In a recent study, NYU Abu Dhabi Professor of Practice in Mathematics Alberto Gandolfi has developed a mathematical model to identify the number of days students could attend school to allow them a better learning experience while mitigating infections of COVID-19.
Published in Physicsa D journal, the study shows that blended models, with almost periodic alternations of in-class and remote teaching days or weeks, would be ideal. In a prototypical example, the optimal strategy results in the school opening 90 days out of 200, with the number of COVID-19 cases among the individuals related to the school increasing by about 66 percent, instead of the almost 250 percent increase, which is predicted should schools fully reopen.
The study features five different groups; these include students susceptible to infection, students exposed to infection, students displaying symptoms, asymptomatic students, and recovered students. In addition, Gandolfi’s study models other factors, including a seven hour school day as the window for transmission, and the risk of students getting infected outside of school.
Speaking on the development of this model, Gandolfi commented: “The research comes as over one billion students around the world are using remote learning models in the face of the global pandemic, and educators are in need of plans for the upcoming 2020 – 2021 academic year. Given that children come in very close contact within the classrooms, and that the incubation period lasts several days, the study shows that full re-opening of the classrooms is not a viable possibility in most areas. On the other hand, with the development of a vaccine still in its formative stages, studies have placed the potential impact of COVID-19 on children as losing 30 percent of usual progress in reading and 50 percent or more in math.”
He added: “The approach aims to provide a viable solution for schools that are planning activities ahead of the 2020 – 2021 academic year. Each school, or group thereof, can adapt the study to its current situation in terms of local COVID-19 diffusion and relative importance assigned to COVID-19 containment versus in-class teaching; it can then compute an optimal opening strategy. As these are mixed solutions in most cases, other aspects of socio-economic life in the area could then be built around the schools’ calendar. This way, children can benefit as much as possible from a direct, in class experience, while ensuring that the spread of infection is kept under control.”

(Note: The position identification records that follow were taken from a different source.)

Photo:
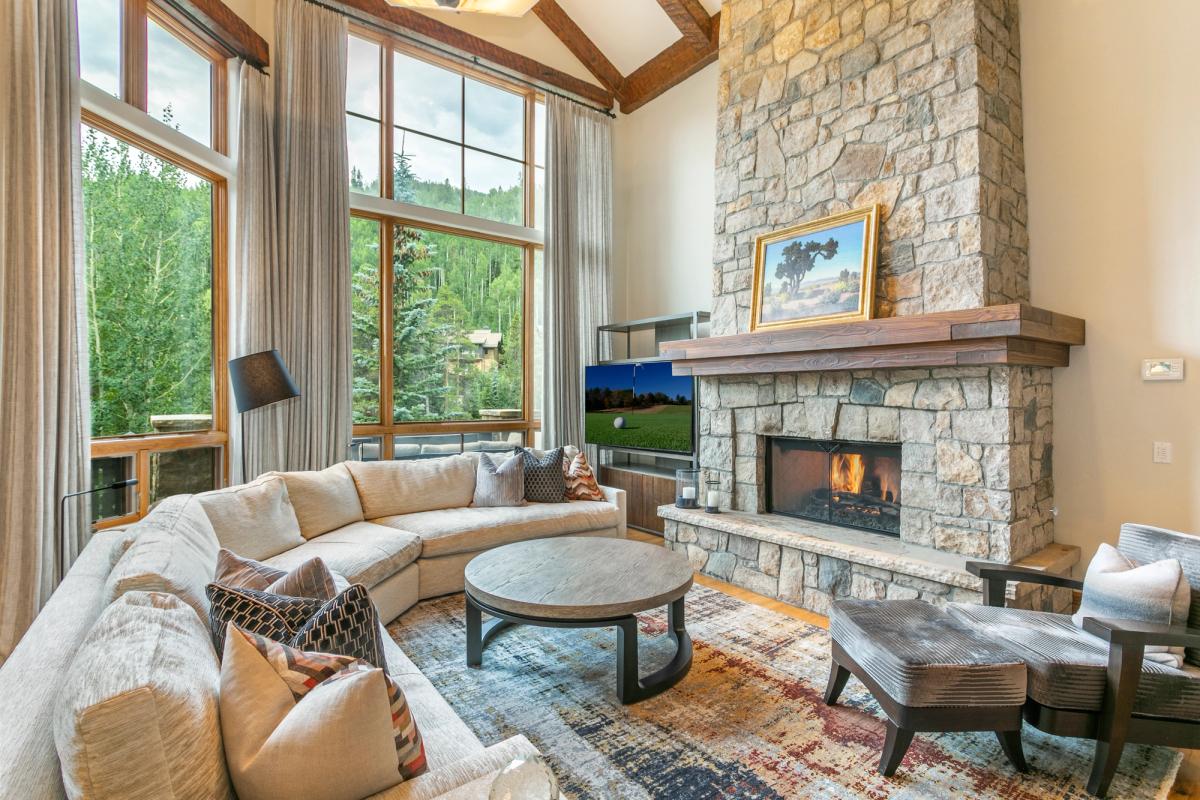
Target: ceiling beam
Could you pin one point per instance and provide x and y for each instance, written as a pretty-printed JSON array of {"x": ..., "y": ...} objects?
[
  {"x": 691, "y": 19},
  {"x": 577, "y": 42},
  {"x": 669, "y": 68},
  {"x": 217, "y": 22},
  {"x": 483, "y": 49}
]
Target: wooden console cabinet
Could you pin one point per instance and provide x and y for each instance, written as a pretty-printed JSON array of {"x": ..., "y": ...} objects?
[{"x": 645, "y": 492}]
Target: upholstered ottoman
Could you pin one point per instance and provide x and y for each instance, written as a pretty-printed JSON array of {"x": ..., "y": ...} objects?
[{"x": 928, "y": 672}]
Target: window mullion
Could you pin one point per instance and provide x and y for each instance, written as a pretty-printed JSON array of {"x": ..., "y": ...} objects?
[{"x": 133, "y": 53}]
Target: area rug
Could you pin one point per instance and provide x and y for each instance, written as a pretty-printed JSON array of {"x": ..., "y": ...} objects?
[{"x": 747, "y": 722}]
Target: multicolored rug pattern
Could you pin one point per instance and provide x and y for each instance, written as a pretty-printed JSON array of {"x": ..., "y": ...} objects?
[{"x": 747, "y": 722}]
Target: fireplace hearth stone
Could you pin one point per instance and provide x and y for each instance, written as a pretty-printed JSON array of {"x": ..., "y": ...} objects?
[{"x": 810, "y": 564}]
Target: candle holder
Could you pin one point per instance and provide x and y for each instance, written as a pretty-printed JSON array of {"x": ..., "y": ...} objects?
[
  {"x": 712, "y": 497},
  {"x": 687, "y": 488}
]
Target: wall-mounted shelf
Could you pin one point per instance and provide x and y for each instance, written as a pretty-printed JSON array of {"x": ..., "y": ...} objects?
[
  {"x": 666, "y": 328},
  {"x": 1013, "y": 334}
]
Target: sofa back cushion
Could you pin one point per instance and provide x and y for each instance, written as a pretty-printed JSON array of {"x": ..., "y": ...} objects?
[
  {"x": 174, "y": 551},
  {"x": 323, "y": 500},
  {"x": 1146, "y": 543},
  {"x": 137, "y": 716},
  {"x": 33, "y": 675},
  {"x": 394, "y": 487},
  {"x": 253, "y": 519}
]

Using the prevalence of active COVID-19 cases in a region as a proxy for the chance of getting infected, the study gives a first indication, for each country, of the possibilities for school reopening: schools can fully reopen in a few countries, while in most others blended solutions can be attempted, with strict physical distancing, and frequent, generalized, even if not necessarily extremely reliable, testing.
Reference: “Planning of school teaching during Covid-19” by Alberto Gandolfi, 1 October 2020, Physica D: Nonlinear Phenomena.